In jeder der oben genannten Risikokategorie können Rechtsrisiken entstehen. Dies liegt darin begründet, dass die Bank in jeder Kategorie Forderungen oder Gerichtsverfahren aufgrund vermeintlicher Verstöße gegen vertragliche, gesetzliche oder aufsichtsrechtliche Verantwortlichkeiten unterliegen kann. Des Weiteren kann sie Verlusten ausgesetzt sein, die angeblich aus sonstigen gesetzlichen oder rechtlichen Bedingungen resultieren, die für eine der oben genannten Kategorien gelten.

Organisationsstruktur

Der Leiter des Operational Risk Management (ORM) ist Vorsitzender des Operational Risk Management Committee (ORMC). Dieses ist ein ständiger Unterausschuss des Risk Executive Committee, dem die Operational Risk Officers unserer Geschäftsbereiche und Infrastrukturfunktionen angehören. Als Hauptentscheidungsgremium ist es verantwortlich für alle Belange des operationellen Risikomanagements.

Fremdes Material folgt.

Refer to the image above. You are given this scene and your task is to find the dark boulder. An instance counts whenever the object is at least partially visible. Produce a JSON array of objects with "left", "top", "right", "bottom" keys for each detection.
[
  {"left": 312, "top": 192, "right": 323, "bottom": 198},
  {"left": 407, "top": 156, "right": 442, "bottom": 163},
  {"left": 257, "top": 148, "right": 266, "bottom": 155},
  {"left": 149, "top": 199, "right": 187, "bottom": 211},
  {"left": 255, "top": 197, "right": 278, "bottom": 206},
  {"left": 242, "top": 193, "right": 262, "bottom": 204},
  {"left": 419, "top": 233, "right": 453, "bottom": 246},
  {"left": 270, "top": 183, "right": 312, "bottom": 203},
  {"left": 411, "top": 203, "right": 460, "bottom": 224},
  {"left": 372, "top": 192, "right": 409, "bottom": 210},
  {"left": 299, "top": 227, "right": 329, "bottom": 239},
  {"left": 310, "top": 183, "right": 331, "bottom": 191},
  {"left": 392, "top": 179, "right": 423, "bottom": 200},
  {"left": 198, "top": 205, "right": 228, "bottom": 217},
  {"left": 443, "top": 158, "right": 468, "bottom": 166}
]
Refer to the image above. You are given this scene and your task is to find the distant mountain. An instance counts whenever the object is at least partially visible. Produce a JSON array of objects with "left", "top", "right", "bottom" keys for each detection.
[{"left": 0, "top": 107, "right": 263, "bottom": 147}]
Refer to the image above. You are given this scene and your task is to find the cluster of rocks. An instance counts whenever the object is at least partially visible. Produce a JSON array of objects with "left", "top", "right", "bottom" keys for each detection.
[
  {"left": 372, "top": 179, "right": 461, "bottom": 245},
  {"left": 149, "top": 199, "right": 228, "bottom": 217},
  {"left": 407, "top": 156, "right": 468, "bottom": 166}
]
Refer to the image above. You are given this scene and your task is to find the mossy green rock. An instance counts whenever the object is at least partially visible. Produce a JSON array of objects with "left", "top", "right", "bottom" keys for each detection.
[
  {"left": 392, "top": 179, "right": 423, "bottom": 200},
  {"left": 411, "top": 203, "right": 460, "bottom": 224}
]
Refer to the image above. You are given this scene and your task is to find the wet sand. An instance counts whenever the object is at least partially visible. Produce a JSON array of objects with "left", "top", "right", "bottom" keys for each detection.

Die Geschäftsbereiche und Infrastrukturfunktionen sind für die alltägliche Steuerung operationeller Risiken zuständig. Der Bereich Operational Risk Management steuert bereichs- und regionsübergreifend operationelle Risiken sowie Risikokonzentrationen. Er sorgt dafür, dass die Strategie für das Management operationeller Risiken in der gesamten Bank konsistent angewandt wird. Dieses Business Partnership-Modell zielt darauf, eine enge Überwachung und ein verstärktes Bewusstsein für operationelle Risiken sicherzustellen.